X-ray Stars (Dense States of Cosmic Matter)

X-rays are associated with high-energy phenomena. The Sun emits most of its radiation at frequencies corresponding to visible light and has an effective surface temperature of about 5800 K. X-ray photons are roughly a thousand times more energetic than the photons of ordinary light, and so to produce X-rays we need either temperatures of several million degrees, or particles with energies more than several thousand electron volts. Although ordinary stars emit most of their radiation in optical light, there are also bodies in the Universe which emit most of their radiation as X-rays. Early studies with rocket-borne detectors of these cos¬mic sources of X-rays showed a class of objects within our own Galaxy radiating up to a million times more powerfully than the Sun. With the launch of the X-ray satellite Uhuru in 1970, over a hundred such objects were rapidly discovered within the Galaxy and a few more in the Small and Large Magellanic Clouds

These X-ray stars in the Milky Way are characterized by their high luminosity and by the strength and rapidity of their variability. For example, the star Cygnus X-l (the first X-ray source to be discovered in the constellation of Cygnus) varies on a time-scale of milliseconds as well as by factors of five over a few minutes. Even more spectacular are the transient X-ray sources, sometimes called X-RAY NOVAE which appear from nowhere within a day or so and then die away over a period of months. There are also the soft gamma-ray or hard X-ray bursts; several bright ones are seen per year and although they are as luminous as the other X-ray sources they last only a matter of seconds or less. Much of the variability associated with X-ray stars is highly irregular, but some do vary in a periodic manner. The X-radiation from the sources Hercules X-l and Centaurus X-3 is regularly pulsed with periods of 1.24 and 4.84 seconds, respectively. In addition, these two sources and a number of others display regular eclipses with periods of a few days, indicating that these sources at least are members of binary star systems.

Because of the short timescales involved, the X-ray emission must originate from relatively small, compact objects. Three classes of object fit this description: white dwarfs, neutron stars and black holes. The escape velocity from a neutron star, which is the same as the velocity achieved by a particle falling radially onto its surface, is about a third of the velocity of light. A white dwarf has about the same mass as a neutron star but is about a thousand times larger, and so the escape velocity is about thirty times smaller. The velocity achieved by a particle falling onto a black hole approaches the speed of light.

What energy source powers the luminous sources of X-rays ? The pulsar in the Crab Nebula emits pulsed X-radiation with the same pulse period of 33 milliseconds as that observed at radio frequencies. Rotation is the most credible source of such regular pulses and the only known object that can rotate once every 33 milliseconds without being torn apart by centrifugal force is a neutron star.
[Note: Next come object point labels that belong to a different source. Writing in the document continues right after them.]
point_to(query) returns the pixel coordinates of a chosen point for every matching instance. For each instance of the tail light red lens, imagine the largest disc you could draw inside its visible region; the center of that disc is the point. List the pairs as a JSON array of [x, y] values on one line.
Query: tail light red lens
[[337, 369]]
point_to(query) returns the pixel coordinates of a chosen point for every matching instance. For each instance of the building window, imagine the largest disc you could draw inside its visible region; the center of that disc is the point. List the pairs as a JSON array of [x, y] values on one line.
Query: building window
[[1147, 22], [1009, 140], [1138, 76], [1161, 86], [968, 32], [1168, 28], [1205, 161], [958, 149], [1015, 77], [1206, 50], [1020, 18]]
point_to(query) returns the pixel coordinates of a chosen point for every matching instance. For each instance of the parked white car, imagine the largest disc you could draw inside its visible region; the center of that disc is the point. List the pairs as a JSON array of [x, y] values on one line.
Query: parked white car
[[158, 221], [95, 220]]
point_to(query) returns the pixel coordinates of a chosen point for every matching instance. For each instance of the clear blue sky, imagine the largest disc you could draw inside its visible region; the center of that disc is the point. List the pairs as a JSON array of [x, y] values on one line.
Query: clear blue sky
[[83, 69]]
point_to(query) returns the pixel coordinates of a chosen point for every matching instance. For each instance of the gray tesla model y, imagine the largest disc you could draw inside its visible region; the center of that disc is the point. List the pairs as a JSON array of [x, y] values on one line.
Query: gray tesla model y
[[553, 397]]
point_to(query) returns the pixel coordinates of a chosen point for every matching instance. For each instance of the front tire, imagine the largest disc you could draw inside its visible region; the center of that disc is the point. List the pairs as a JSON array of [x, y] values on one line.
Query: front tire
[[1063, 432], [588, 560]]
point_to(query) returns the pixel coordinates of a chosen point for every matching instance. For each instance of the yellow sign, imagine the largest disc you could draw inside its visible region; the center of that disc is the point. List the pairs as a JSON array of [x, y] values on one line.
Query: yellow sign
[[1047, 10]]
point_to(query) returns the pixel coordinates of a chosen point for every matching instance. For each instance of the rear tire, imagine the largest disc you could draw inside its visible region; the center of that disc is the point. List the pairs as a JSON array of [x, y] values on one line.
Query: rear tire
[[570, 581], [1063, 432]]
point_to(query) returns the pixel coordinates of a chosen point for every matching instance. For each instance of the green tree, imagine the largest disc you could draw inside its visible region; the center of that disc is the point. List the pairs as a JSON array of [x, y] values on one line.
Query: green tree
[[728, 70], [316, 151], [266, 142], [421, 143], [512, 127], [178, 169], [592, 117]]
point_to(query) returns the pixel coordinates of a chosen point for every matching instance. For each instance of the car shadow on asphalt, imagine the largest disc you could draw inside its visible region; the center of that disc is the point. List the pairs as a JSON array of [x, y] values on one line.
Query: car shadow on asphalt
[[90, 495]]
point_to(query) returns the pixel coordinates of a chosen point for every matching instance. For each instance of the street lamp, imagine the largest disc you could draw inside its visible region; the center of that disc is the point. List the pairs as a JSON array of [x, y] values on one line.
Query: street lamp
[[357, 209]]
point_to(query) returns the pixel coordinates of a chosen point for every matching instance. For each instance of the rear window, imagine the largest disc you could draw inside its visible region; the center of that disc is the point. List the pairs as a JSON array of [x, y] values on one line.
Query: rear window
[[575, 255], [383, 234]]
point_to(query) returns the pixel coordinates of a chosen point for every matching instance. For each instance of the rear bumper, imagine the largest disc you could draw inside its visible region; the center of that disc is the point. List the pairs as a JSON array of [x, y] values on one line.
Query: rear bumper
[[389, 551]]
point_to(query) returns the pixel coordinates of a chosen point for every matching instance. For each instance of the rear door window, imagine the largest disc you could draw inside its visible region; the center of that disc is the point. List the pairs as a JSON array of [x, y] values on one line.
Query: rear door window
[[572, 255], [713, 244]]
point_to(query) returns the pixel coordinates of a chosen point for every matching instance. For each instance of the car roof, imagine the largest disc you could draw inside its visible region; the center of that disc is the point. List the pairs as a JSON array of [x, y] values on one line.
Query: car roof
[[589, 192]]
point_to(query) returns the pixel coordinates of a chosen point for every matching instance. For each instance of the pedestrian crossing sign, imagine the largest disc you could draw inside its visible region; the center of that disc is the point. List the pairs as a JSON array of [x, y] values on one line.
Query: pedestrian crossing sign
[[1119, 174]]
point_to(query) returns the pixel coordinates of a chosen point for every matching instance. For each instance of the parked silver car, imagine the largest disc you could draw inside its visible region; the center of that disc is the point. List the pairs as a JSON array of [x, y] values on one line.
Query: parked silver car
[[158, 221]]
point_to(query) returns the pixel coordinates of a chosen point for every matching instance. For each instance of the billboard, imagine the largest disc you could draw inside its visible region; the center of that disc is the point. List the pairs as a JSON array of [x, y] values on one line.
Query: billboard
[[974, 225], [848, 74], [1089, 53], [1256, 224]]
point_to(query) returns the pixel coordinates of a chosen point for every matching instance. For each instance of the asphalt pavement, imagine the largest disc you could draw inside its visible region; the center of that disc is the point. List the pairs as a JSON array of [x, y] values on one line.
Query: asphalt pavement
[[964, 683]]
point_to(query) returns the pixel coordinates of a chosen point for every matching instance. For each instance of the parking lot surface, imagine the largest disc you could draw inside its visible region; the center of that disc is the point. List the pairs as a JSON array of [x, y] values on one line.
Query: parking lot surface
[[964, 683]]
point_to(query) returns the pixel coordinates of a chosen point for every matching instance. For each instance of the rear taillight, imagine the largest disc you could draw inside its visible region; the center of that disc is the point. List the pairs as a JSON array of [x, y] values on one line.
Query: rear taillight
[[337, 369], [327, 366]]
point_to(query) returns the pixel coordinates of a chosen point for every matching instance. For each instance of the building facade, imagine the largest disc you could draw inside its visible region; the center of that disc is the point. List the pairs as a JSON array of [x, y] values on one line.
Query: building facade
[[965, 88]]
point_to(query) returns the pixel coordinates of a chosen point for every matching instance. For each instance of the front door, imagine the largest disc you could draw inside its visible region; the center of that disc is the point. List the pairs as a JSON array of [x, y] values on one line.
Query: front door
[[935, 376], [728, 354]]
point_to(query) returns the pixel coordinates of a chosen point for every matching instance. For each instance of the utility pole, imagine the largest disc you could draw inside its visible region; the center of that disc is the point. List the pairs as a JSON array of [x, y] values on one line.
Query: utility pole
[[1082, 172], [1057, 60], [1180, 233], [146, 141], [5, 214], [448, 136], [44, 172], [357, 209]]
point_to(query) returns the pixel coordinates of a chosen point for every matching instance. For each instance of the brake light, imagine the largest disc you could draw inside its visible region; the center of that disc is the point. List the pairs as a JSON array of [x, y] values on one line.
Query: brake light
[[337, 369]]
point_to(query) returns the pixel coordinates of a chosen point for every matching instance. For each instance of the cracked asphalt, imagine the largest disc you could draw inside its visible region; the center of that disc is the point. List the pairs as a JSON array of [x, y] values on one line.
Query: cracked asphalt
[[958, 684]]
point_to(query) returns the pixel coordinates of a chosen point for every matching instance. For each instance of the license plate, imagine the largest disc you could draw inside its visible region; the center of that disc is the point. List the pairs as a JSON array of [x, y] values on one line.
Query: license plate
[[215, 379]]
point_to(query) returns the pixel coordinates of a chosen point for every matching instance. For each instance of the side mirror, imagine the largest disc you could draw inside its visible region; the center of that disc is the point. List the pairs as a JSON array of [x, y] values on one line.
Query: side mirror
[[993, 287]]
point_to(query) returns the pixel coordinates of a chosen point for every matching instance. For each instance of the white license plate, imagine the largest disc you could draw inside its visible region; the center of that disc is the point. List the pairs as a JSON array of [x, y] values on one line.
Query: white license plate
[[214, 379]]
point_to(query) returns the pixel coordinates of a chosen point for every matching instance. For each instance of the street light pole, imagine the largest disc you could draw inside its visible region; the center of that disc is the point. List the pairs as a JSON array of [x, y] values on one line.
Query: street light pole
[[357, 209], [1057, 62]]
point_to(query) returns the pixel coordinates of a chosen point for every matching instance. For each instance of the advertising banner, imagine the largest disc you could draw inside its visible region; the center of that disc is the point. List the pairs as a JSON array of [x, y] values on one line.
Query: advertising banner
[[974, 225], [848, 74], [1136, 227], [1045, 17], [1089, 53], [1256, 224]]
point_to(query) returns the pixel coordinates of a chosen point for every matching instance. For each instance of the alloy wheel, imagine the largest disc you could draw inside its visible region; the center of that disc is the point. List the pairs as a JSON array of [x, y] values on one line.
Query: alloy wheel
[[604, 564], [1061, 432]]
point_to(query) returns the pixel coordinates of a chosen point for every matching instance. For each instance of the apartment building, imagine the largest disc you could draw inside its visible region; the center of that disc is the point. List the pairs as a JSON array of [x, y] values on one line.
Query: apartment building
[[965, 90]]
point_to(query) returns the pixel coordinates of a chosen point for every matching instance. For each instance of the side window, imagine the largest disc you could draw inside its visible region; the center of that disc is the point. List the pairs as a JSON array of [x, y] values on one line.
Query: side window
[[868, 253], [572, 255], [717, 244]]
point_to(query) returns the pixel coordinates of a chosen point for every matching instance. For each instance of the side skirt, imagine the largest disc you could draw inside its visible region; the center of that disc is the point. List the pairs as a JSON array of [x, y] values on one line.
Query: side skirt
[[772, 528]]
In the case of the Crab pulsar the observed slowdown of the rotation period and consequent decrease of the rotational kinetic energy of the star indicate that the source of energy is indeed the rotational kinetic energy. However the Crab pulsar is unique among X-ray stars in this respect. Centaurus X—3 has a much larger pulse period of 4.84 seconds and has therefore correspondingly less stored rotational energy. If rotation powered this X-ray source it would slow down in less than ten years. This is observed not to be happening: in fact the star is actually spinning up. Thus the bulk of the X-ray stars, unlike radio pulsars, are not powered by their stored rotational energy.

As we mentioned above, when a blob of matter falls onto a neutron star it reaches a velocity of about a third of the speed of light. This means that about a tenth of the blob’s original rest mass energy is converted into kinetic energy during infall and is dissipated as heat when the blob strikes the stellar surface. Similarly up to about 40 per cent of the rest mass energy of matter trickling into a black hole from an accretion disc is released as radiation. A hundred millionth of a solar mass falling onto a neutron star per year is sufficient to heat the star to X-ray temperatures and to provide the observed amount of radiation as well. A comparable trickle of matter through an accretion disc, heats the disc to X-ray temperatures.

A lone neutron star in interstellar space captures material from its surroundings. The density of material in space is so low that the amount of matter that can be acquired heats the star up to only about 100 000 K giving rise to a faint source of ultraviolet radiation.